À noite no geral da companhia ia haver um jogo de futebol, cuja bola era saltitona e tinha pele de galinha, rugosa, com um atrito necessário para fazer remates em arco, e os postes das balizas os caixotes de lixo. A caderneta de cromos estava cheia de craques, o Judi, o Panzer, o Cão, com a sua esquerda mágica, o Lory, o Becas, o Dani, uma parede na baliza, o Tofa, o Rita, o Têta, o Cascão, o Geada, o Six, o 76 e muitos outros, cujos vestígios genéticos ficaram para sempre espalhados pelos gerais das companhias. No intervalo dos jogos, como não era aconselhável a Rosa, a mulher do Patronilha, a Listete e a Antonieta fazerem de “cheerleaders”, lá aparecia o Pejó a percorrer o Geral da companhia com flic-flacs à retaguarda, desde a porta da rouparia até à sala de leitura, ocorrência que nunca provocaria uma esgalhação coletiva após a corneta do recolher, excepto talvez alguma exceção. Apesar de as bolas serem de plástico havia sempre uma que se suicidava de encontro a um vidro, estilhaçando-o e provocando um uníssono “PêêêGêêê". Como não havia culpados o prejuízo era dividido por muitos, e 1/180 foi o recorde.

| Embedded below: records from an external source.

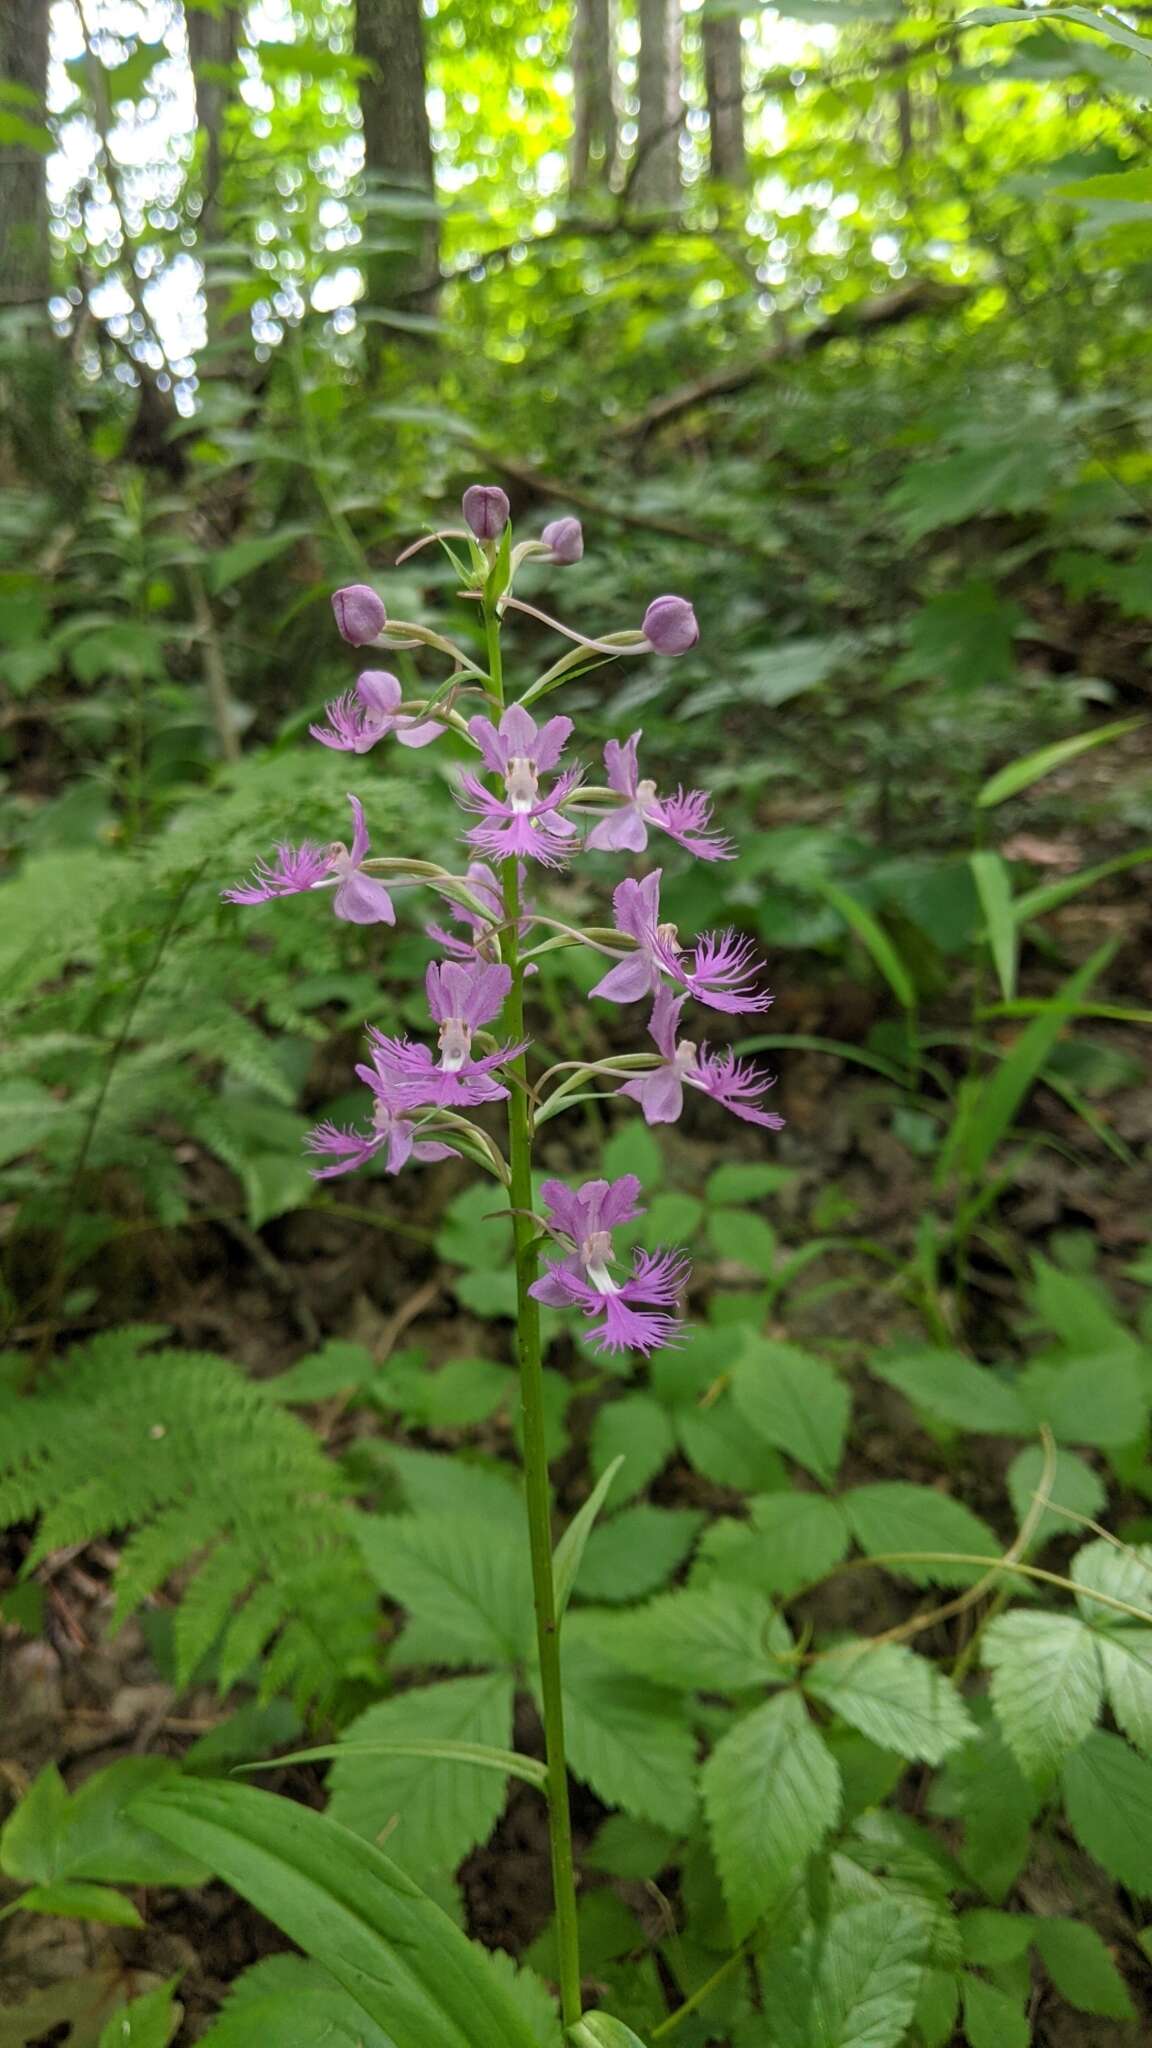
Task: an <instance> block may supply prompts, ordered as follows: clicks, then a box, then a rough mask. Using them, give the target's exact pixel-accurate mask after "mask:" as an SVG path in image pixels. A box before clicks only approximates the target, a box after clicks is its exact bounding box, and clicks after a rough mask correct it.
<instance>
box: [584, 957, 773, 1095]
mask: <svg viewBox="0 0 1152 2048" xmlns="http://www.w3.org/2000/svg"><path fill="white" fill-rule="evenodd" d="M685 1001H687V995H672V991H670V987H666V983H662V985H660V989H658V991H656V1004H654V1008H652V1018H650V1022H648V1034H650V1038H654V1042H656V1051H658V1053H660V1055H662V1061H660V1065H658V1067H654V1069H652V1071H650V1073H637V1075H635V1079H633V1081H625V1083H623V1087H617V1096H629V1098H631V1100H633V1102H640V1108H642V1110H644V1122H646V1124H674V1122H676V1118H678V1114H681V1110H683V1106H685V1087H697V1090H699V1092H701V1096H711V1100H713V1102H719V1104H722V1108H726V1110H732V1114H734V1116H740V1118H742V1120H744V1122H746V1124H763V1126H765V1130H783V1116H773V1114H771V1112H769V1110H758V1108H756V1102H758V1100H760V1096H765V1094H767V1092H769V1087H773V1085H775V1077H773V1075H771V1073H765V1071H763V1069H760V1067H752V1063H750V1061H746V1059H738V1057H736V1053H732V1051H724V1053H709V1049H707V1044H699V1047H697V1044H693V1040H691V1038H681V1040H676V1030H678V1024H681V1010H683V1008H685Z"/></svg>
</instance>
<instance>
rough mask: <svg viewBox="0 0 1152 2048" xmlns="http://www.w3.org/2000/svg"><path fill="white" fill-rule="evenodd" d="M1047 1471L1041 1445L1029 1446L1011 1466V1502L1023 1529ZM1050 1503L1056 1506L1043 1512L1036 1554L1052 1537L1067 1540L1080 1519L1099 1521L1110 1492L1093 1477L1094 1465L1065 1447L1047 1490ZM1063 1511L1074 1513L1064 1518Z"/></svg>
mask: <svg viewBox="0 0 1152 2048" xmlns="http://www.w3.org/2000/svg"><path fill="white" fill-rule="evenodd" d="M1043 1470H1045V1454H1043V1448H1041V1446H1039V1444H1029V1446H1027V1448H1025V1450H1021V1454H1019V1456H1017V1458H1013V1462H1011V1466H1009V1499H1011V1503H1013V1513H1015V1518H1017V1522H1019V1524H1021V1526H1023V1522H1025V1520H1027V1516H1029V1513H1031V1509H1033V1503H1035V1495H1037V1491H1039V1485H1041V1479H1043ZM1047 1499H1050V1501H1052V1505H1050V1507H1045V1509H1043V1513H1041V1518H1039V1522H1037V1528H1035V1536H1033V1550H1035V1548H1039V1546H1041V1544H1043V1542H1047V1538H1050V1536H1056V1534H1060V1536H1066V1534H1068V1530H1072V1528H1076V1520H1074V1518H1076V1516H1088V1518H1091V1520H1095V1518H1097V1516H1099V1511H1101V1507H1105V1503H1107V1489H1105V1485H1103V1481H1101V1479H1099V1477H1097V1475H1095V1473H1093V1468H1091V1464H1084V1460H1082V1458H1078V1456H1076V1452H1074V1450H1064V1446H1060V1448H1058V1452H1056V1464H1054V1473H1052V1481H1050V1487H1047ZM1060 1507H1068V1509H1070V1513H1066V1516H1062V1513H1060V1511H1058V1509H1060Z"/></svg>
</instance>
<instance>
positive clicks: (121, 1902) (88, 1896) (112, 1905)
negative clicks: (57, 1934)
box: [0, 1878, 143, 1927]
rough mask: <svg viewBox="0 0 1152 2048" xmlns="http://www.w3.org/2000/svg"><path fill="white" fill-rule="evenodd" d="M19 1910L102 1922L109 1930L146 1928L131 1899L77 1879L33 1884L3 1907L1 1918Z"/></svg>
mask: <svg viewBox="0 0 1152 2048" xmlns="http://www.w3.org/2000/svg"><path fill="white" fill-rule="evenodd" d="M16 1909H18V1911H20V1913H55V1915H59V1917H61V1919H92V1921H102V1923H105V1925H107V1927H143V1921H141V1917H139V1913H137V1911H135V1907H133V1903H131V1898H125V1894H123V1892H115V1890H113V1888H111V1886H109V1884H82V1882H80V1880H76V1878H74V1880H70V1878H57V1880H55V1884H33V1886H31V1890H27V1892H20V1896H18V1898H12V1903H10V1905H8V1907H4V1911H2V1913H0V1919H4V1917H6V1915H8V1913H14V1911H16Z"/></svg>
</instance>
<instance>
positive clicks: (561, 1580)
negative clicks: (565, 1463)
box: [551, 1403, 664, 1620]
mask: <svg viewBox="0 0 1152 2048" xmlns="http://www.w3.org/2000/svg"><path fill="white" fill-rule="evenodd" d="M652 1407H656V1403H652ZM601 1413H603V1411H601ZM656 1413H658V1415H660V1419H664V1411H662V1409H656ZM621 1464H623V1452H621V1454H619V1456H615V1458H613V1460H611V1462H609V1464H607V1466H605V1470H603V1473H601V1477H599V1479H596V1485H594V1487H592V1491H590V1495H588V1499H586V1501H584V1505H582V1507H580V1509H578V1513H576V1516H572V1522H570V1524H568V1528H566V1530H564V1536H562V1538H560V1542H558V1544H556V1550H553V1556H551V1583H553V1593H556V1618H558V1620H562V1616H564V1610H566V1606H568V1602H570V1599H572V1587H574V1583H576V1579H578V1573H580V1561H582V1556H584V1544H586V1542H588V1536H590V1534H592V1526H594V1522H596V1516H599V1511H601V1507H603V1505H605V1501H607V1497H609V1493H611V1489H613V1479H615V1477H617V1473H619V1468H621Z"/></svg>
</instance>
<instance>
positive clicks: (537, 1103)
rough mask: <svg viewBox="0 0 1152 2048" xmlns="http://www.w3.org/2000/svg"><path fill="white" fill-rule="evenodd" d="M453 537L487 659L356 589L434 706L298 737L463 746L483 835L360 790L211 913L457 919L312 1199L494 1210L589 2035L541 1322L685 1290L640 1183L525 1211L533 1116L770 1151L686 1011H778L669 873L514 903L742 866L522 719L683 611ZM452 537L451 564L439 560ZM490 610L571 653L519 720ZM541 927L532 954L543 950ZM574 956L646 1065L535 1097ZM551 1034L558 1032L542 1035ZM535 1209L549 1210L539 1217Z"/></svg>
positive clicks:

Esta rapaziada, que passava a semana em reclusão dentro do colégio, e alguns o ano todo, tinha de se entreter, e ultimamente o Meia-Lua era alvo de bullying. De cada vez que terminava o trabalho, e quando iniciava a descida das escadas do refeitório das primeiras e segundas companhias, tinha um grupo numeroso de fãs que gritavam, “Meia-Lua, Meia-Lua”. Invariavelmente apanhava o primeiro pau que encontrava e tentava acertar nos pokemon que o rodeavam, uma variante do jogo atual com telemóvel.

- Meia-Lua és da Pide, - gritou o Horrível.

Foi demais para o senhor João, a somar à derrota do seu FCP, elevou o pau e quando pretendia acertar nos costados do Vinasse, ao mesmo tempo que utilizava palavras impróprias, aquele encravou-se no tronco de um eucalipto, e o Meia-Lua desequilibrou-se e rebolou pela encosta. A festa só terminou lá para os lados da sala do Carioca, o alvo seguinte de várias biqueiradas na porta. O padre saiu, como habitual, a espumar lava do Inferno e a perseguir o aluno mais próximo, mas sem sucesso. O senhor João, Chefe da Copa, mais conhecido por Meia-Lua, tinha fama de engatatão, e de confecionar o melhor Amarelo do país. Dizia-se que o segredo da iguaria estava nas batatas oleosas e prensadas, porque ele sentava-se em cima do panelão durante a confeção. E a única peida que se aproximava da sua era a do Capitão Peidinhas.